Service tax, on the other hand, operates on a positive concept where only services that are specifically prescribed are taxable. Under a GST regime, the opposite will apply and a much wider range of services will fall within the GST net than before. The potential of a wider tax base under a GST regime is attractive to governments, as it offers greater flexibility as a revenue measure and promises simplicity compared to the task of administering exemptions and identifying taxable services under the current sales tax and service tax respectively.
3. Tax payment and accounting periods
Time of supply is an important feature under the GST regime as it determines when one should account for GST in the GST returns. The approach used by many countries when adopting GST is that a supply is considered to have taken place at the earliest of the following three events:
- the time an invoice is issued; or
- the time any payment is received by the supplier; or
- the time a taxable supply is made.
The tax payment by GST registrants is worked out by deducting GST credits (input tax) from GST due (output tax) in the GST return.
The GST rules differ from the existing sales tax structure where sales tax becomes due and payable when there is a sale or disposal otherwise than by sale. On the other hand, service tax is only due when payment is received, and where payment is not received, the tax is accounted for at the end of the 12-month period from the date of invoice issued. The GST concept of time of supply is therefore generally wider than the provisions in the existing sales tax and service tax and it will be important for businesses to learn to cope with the change, as there will potentially be changes to the enterprise’s cash flows under the new tax.
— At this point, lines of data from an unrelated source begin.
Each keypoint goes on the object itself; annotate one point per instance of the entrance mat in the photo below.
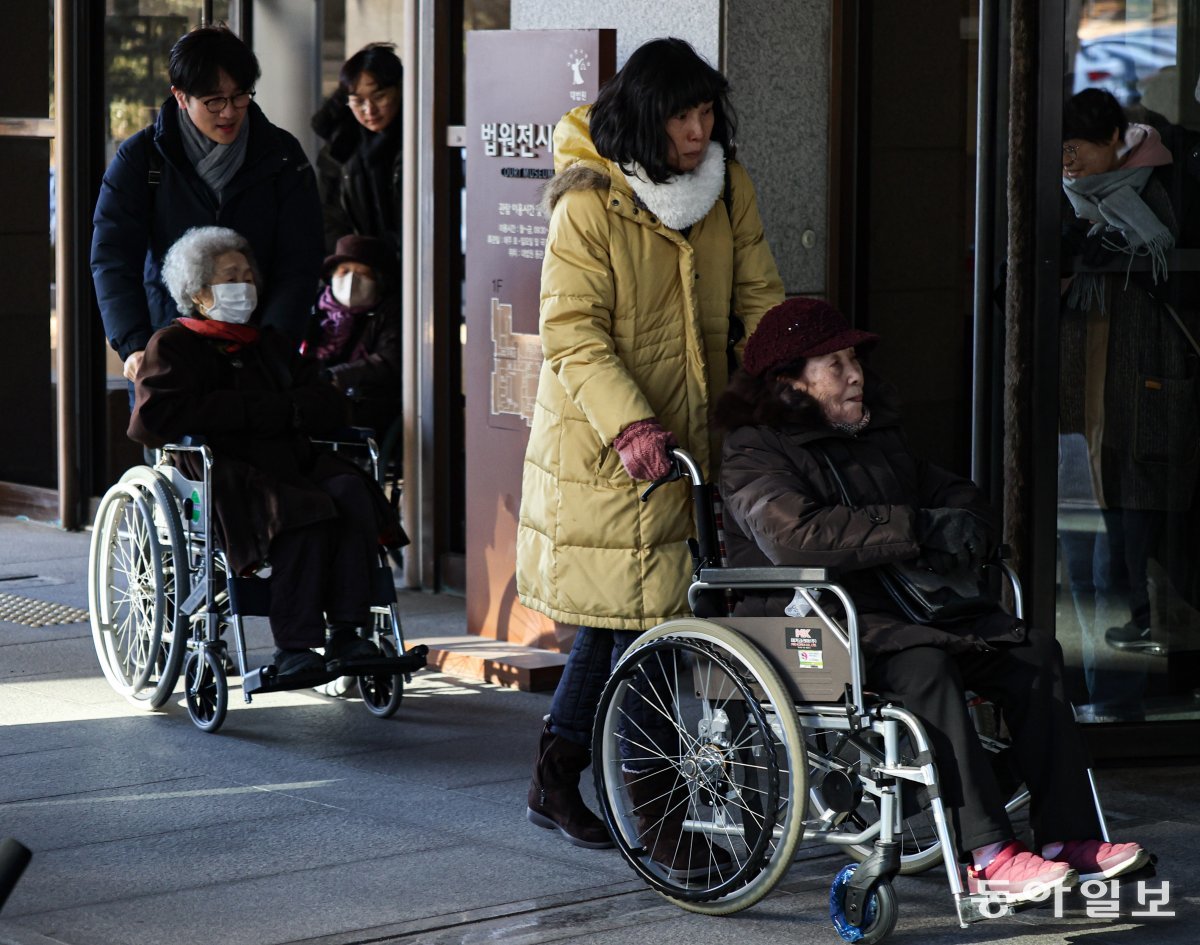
(33, 613)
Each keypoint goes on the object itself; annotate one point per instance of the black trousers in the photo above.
(325, 571)
(1026, 682)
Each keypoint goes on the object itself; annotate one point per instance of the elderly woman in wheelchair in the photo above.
(317, 519)
(816, 473)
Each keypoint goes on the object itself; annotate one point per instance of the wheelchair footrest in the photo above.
(395, 666)
(264, 679)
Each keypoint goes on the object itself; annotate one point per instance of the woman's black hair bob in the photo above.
(1093, 115)
(661, 78)
(197, 56)
(378, 59)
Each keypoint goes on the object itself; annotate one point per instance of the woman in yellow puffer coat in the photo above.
(654, 233)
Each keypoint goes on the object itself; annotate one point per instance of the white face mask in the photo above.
(233, 302)
(353, 289)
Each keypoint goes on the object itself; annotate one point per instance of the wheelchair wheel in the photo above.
(880, 915)
(205, 688)
(699, 703)
(382, 693)
(137, 579)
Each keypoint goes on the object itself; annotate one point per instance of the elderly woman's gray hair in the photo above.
(187, 266)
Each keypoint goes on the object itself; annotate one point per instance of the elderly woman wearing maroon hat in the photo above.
(803, 407)
(355, 330)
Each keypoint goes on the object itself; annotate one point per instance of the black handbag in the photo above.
(923, 595)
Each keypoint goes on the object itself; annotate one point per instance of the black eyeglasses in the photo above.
(239, 100)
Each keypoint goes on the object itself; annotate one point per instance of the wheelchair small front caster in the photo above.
(382, 692)
(880, 916)
(205, 688)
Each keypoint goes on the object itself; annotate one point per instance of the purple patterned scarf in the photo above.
(336, 325)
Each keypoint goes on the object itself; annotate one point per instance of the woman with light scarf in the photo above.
(1128, 386)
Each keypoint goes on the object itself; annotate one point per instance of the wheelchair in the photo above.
(765, 728)
(162, 597)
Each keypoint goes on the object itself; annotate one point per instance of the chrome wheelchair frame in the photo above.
(162, 596)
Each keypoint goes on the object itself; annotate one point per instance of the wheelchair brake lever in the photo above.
(676, 473)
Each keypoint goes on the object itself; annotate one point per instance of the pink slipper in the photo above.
(1020, 876)
(1097, 859)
4. Imported services and intangibles
Presently, imported services are not subject to service tax as the scope of the existing service tax rules do not deal with imported services or intangibles. In many GST regimes, imported services are subject to GST through the concept of a “reverse charge”. The reverse charge operates by treating a supply received from overseas as if it had been made by the recipient of the service rather than by the provider of the service overseas. The recipient of the supply is requested to account for the output GST on the imported services and report the amount in the GST return submitted to the Customs.
5. Group registration
Under most GST regimes, group registration is included as a facility that allows companies to file consolidated GST returns. The objective is to reduce their GST administration costs where supplies made within a group would be disregarded for GST purposes. The facility could potentially result in better cash flow management for the group if goods and services are regularly supplied between group companies.
The existing sales tax and service tax structures do not allow consolidated tax filings. In service tax, ‘group relief’ is available for certain professional services when provided to companies within the same group and subject to certain limitations.